Objectives and target audiences

The public health objectives of the campaign are to ensure that:

families living in areas where diseases are transmitted by vectors know how to protect themselves;

travellers know how to protect themselves from vectors and vector-borne diseases when travelling to countries where these pose a health threat;

in countries where vector-borne diseases are a public health problem, ministries of health put in place measures to improve the protection of their populations; and

in countries where vector-borne diseases are an emerging threat, health authorities work with environmental and relevant authorities locally and in neighbouring countries to improve integrated surveillance of vectors and to take measures to prevent their proliferation.

Key messages

Mosquitoes, flies, ticks, bugs and freshwater snails can spread diseases that cause serious illness and death.

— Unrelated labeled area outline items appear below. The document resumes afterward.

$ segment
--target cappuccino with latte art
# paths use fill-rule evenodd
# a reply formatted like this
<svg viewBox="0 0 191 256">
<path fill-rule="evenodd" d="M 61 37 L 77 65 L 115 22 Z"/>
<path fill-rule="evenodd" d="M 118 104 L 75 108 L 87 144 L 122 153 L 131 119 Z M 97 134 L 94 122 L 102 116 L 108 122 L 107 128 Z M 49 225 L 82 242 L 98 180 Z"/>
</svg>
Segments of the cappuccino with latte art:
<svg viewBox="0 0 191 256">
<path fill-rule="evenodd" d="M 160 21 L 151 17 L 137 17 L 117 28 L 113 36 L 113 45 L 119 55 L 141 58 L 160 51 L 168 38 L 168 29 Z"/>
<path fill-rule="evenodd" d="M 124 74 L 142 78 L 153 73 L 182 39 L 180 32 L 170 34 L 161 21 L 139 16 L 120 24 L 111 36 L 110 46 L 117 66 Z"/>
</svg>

Diseases such as malaria, dengue, leishmaniasis and yellow fever are preventable, yet they have the biggest impact on some of the world’s poorest people.

More than half of the world’s population is at risk of these diseases. Increased travel, trade and migration make even more people vulnerable.

You can protect yourself and your family by taking simple measures that include sleeping under a bednet, wearing a long-sleeved shirt and trousers and using insect repellent.